I even found interest in the junk on the side of the track.

Oh man!!! YES! I photographed the drain in the bathroom! I thought it looked interesting and actually said a lot about the bathroom. There was NO LIGHT in the bathroom. An unattended place, it was pitch black on the inside except for the light that came in under the crack under the door. Fortunately, being a mother feeding a baby, I am expert at moving around in the dark. And I liked the shadows.

Poor little guy had to spend his time in the stoller again. He is way too curious and mobile for a boardwalk with a drop off into mangrove mud!

I am…wishing everyday was excursion day!

Studies in Composition: translating the work of the masters of art into photography

We can feel if a photo is “right”. I’m talking about composition. If something is off you can tell, but sometimes it is hard to figure out exactly what has gone wrong. For this reason while I am trying to teach myself about photography I have been thinking actively about composition in the hope that when I take a photo instinctively, the work I have done thinking about composition will rub off and magically appear in my photos! Ha!

When I think of composition I confess it’s art that comes to mind. Probably a throw back to high school. Nice to know something stuck.

So I decided to do a bit of research into composition in artwork thinking that if the Masters of Art couldn’t help me out, noone could.

Here is what I learned (very briefly).

Rhythm, Balance & Unity.

Rhythm helps to lead the eye around the image using the repetition of shape and/or space. ‘Dynamic’ varies it up while retaining balance (a bit more quirky) and ‘controlled’ is more evenly spaced (more traditional or classical). Too hard for me to explain well, here is a link that shows some good examples in existing works of art.

Balance gives a sense of equilibrium to the image. It can be symmetrical (we know what that means)¬† or asymmetrical where although the objects on opposing sides are different, their visual ‘weight’ combines to give a balanced feel. There are many ways to achieve balance using the obvious like shape and colour or less obvious by contrasting areas of activity with areas of space. Van Gogh gives a basic example of using colour to create balance in his image of shoes, here. If you cover the orange tongue of the shoe on the right the image becomes unbalanced.

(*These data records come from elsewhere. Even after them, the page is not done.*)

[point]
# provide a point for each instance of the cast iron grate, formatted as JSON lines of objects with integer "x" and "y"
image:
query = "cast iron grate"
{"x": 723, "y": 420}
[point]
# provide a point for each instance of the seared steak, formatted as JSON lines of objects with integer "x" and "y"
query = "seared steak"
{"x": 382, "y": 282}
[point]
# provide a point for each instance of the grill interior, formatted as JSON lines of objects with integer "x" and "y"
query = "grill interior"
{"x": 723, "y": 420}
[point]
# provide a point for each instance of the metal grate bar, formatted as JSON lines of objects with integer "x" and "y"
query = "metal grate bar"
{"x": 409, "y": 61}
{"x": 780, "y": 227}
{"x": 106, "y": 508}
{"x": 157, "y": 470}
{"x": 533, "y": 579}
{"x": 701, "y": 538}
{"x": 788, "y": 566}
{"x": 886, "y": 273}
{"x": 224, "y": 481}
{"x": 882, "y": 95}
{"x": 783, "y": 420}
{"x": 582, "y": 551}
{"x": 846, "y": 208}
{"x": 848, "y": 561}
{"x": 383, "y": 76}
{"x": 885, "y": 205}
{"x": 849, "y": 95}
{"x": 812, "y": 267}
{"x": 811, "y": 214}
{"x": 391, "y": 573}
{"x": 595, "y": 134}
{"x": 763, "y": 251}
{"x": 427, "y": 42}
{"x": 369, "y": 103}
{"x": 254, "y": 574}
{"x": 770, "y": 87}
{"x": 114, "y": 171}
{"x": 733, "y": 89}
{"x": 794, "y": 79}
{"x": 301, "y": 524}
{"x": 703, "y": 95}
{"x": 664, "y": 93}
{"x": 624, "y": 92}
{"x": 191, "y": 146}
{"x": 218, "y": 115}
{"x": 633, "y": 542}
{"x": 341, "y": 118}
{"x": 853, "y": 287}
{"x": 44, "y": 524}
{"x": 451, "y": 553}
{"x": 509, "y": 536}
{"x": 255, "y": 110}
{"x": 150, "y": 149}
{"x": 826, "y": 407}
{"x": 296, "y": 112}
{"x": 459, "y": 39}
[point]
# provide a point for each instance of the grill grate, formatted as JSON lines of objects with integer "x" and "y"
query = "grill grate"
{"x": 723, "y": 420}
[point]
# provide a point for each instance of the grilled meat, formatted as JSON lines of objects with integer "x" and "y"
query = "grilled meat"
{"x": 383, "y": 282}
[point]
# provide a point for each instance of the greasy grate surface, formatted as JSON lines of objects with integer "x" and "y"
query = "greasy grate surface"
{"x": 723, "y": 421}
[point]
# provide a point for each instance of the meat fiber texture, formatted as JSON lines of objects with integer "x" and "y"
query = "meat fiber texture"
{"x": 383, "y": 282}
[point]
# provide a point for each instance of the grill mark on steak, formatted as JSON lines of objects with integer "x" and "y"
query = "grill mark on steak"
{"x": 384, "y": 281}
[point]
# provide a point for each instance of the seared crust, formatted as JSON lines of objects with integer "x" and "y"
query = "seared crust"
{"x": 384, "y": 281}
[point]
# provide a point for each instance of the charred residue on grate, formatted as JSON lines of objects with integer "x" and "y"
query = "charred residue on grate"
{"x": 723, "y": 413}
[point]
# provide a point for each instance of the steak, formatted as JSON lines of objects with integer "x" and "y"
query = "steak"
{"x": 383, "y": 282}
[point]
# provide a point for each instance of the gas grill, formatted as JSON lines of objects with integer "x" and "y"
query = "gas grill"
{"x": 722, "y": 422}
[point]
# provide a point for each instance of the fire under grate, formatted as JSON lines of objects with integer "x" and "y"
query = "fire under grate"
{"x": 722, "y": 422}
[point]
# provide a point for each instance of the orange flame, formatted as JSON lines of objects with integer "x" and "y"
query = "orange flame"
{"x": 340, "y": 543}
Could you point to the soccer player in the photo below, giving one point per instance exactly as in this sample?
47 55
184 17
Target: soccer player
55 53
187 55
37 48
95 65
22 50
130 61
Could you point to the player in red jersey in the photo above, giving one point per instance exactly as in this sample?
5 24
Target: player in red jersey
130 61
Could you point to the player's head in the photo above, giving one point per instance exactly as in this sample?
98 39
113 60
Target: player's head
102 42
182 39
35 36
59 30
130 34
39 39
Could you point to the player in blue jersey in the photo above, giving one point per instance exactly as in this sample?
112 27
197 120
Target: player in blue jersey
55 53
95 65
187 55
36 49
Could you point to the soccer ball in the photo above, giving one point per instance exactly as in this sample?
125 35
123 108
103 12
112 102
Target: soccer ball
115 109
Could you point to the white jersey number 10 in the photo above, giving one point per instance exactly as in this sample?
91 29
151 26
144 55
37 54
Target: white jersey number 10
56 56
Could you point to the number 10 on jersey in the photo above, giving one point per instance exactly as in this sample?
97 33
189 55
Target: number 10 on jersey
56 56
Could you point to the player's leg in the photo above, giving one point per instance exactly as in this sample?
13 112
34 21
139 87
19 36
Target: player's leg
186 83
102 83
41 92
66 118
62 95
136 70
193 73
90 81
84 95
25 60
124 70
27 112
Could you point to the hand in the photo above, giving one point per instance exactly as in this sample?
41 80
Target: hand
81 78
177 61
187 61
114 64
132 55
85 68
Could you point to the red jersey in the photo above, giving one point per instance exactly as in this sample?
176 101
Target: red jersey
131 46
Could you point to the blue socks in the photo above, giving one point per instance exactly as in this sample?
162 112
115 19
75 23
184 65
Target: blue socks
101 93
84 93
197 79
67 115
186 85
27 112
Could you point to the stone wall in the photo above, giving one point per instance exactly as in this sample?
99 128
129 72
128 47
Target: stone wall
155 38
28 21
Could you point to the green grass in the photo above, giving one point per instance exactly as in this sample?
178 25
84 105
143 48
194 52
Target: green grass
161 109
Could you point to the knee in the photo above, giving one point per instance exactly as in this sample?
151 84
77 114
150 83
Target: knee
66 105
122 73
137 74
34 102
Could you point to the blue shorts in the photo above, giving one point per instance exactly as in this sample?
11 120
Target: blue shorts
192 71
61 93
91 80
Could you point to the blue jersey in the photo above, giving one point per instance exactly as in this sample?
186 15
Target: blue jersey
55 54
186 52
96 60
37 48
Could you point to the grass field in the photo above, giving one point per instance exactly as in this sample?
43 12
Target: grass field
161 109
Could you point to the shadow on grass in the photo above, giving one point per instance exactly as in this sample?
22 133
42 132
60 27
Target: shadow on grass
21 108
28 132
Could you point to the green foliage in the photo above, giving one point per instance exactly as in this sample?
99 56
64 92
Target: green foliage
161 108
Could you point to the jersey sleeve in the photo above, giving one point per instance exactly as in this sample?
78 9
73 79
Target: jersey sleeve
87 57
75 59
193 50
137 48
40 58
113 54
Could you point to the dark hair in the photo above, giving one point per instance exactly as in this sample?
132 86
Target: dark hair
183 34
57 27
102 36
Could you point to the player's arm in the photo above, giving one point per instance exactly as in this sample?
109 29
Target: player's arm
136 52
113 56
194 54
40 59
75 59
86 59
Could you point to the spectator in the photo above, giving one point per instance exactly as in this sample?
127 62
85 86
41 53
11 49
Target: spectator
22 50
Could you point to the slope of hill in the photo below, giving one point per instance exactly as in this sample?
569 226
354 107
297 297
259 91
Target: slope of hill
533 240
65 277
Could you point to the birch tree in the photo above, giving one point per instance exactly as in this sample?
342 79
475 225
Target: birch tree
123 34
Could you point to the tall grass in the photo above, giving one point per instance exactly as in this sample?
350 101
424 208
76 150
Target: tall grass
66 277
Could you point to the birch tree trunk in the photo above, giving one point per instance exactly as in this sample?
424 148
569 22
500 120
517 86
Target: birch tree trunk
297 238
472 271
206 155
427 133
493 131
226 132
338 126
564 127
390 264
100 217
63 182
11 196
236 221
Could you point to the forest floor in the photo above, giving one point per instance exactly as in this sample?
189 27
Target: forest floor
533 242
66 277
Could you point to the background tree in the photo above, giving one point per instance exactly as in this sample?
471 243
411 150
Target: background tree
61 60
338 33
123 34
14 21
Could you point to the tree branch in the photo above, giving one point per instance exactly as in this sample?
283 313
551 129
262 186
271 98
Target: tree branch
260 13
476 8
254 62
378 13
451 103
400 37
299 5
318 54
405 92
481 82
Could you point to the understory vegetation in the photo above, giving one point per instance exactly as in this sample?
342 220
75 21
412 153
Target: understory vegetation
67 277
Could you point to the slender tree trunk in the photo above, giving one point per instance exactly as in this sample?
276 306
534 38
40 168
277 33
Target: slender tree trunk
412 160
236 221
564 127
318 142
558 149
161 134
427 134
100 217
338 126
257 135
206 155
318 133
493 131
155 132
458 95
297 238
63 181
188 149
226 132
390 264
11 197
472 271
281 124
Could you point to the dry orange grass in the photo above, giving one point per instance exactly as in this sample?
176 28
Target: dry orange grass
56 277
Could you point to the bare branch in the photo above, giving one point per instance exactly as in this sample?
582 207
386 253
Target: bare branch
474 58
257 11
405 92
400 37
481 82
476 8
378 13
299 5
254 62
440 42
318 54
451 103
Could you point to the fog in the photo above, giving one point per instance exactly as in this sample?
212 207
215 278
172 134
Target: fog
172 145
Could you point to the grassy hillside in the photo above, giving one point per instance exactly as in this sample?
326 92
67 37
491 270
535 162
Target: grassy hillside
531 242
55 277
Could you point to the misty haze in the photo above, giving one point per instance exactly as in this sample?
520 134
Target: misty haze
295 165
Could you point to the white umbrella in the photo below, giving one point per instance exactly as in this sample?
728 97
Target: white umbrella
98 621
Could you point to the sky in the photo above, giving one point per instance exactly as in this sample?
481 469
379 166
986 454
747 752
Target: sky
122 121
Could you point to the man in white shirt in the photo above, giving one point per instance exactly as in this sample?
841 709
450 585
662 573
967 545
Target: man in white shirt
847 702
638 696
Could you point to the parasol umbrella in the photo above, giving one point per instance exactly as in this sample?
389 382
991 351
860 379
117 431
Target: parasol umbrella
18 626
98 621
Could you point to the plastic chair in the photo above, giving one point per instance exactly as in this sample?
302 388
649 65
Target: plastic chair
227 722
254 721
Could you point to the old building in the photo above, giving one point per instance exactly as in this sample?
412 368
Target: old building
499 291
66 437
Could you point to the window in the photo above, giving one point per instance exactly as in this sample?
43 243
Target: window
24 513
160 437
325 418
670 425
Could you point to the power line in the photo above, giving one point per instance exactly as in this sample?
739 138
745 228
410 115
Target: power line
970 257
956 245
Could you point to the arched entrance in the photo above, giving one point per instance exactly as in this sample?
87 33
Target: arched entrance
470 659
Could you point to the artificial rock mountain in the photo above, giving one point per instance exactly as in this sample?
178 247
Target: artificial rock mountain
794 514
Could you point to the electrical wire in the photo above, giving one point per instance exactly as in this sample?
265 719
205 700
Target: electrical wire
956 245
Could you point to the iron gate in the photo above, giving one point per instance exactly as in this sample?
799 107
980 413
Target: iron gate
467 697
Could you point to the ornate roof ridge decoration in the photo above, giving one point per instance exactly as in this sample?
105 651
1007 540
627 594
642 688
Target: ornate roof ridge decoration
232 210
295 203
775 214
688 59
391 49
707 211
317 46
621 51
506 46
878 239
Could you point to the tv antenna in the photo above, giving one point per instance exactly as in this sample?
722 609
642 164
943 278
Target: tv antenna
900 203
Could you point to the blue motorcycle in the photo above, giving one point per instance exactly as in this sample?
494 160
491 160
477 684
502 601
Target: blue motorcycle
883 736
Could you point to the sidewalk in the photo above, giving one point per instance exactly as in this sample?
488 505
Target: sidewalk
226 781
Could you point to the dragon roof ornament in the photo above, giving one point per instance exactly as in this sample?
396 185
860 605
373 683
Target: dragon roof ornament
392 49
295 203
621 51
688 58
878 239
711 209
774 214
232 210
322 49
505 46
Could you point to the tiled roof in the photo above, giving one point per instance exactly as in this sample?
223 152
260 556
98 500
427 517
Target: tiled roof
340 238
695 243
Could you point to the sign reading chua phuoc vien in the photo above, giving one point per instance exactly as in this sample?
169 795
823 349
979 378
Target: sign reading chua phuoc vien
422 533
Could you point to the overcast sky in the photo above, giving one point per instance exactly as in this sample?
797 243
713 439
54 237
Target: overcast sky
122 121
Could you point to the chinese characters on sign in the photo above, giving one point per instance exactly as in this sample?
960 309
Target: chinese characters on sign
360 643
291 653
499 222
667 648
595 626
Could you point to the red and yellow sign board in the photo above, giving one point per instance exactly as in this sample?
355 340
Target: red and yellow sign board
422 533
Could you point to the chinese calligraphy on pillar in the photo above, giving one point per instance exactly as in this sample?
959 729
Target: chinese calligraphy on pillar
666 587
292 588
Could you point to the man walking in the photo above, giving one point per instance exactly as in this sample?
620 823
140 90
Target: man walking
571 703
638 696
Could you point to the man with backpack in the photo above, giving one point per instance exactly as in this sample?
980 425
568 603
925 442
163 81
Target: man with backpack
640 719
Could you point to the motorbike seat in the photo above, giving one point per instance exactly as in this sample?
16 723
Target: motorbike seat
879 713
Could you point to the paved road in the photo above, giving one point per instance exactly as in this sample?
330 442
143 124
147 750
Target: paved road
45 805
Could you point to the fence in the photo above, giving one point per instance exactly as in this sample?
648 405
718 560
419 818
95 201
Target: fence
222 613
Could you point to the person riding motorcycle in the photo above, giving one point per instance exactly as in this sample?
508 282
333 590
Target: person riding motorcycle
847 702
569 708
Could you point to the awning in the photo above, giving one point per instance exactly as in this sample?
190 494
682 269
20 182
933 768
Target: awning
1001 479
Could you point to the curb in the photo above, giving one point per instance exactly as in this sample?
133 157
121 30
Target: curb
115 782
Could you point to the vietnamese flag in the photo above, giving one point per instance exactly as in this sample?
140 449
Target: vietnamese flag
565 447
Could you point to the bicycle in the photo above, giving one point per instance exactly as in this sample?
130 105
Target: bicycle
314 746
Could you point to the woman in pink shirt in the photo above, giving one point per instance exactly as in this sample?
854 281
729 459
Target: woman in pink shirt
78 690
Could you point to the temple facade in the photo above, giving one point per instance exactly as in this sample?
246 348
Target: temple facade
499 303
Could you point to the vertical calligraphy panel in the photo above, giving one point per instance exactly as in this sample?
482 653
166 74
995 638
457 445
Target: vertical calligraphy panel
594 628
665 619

Unity creates a link between different areas within an image. Colour is an obvious way to achieve this, but any repeat would so the same. Texture, exposure, the list would be endless. While looking for examples of Cezanne still life images I stumbled upon this blog post, check it.

This is not my information. I first learned about it here. Then did some more digging. I suspect I could spend years on this alone. I will try not to, I should really pick up some toys and do the dishes.

Now I just need some time to try out the practical application for this information.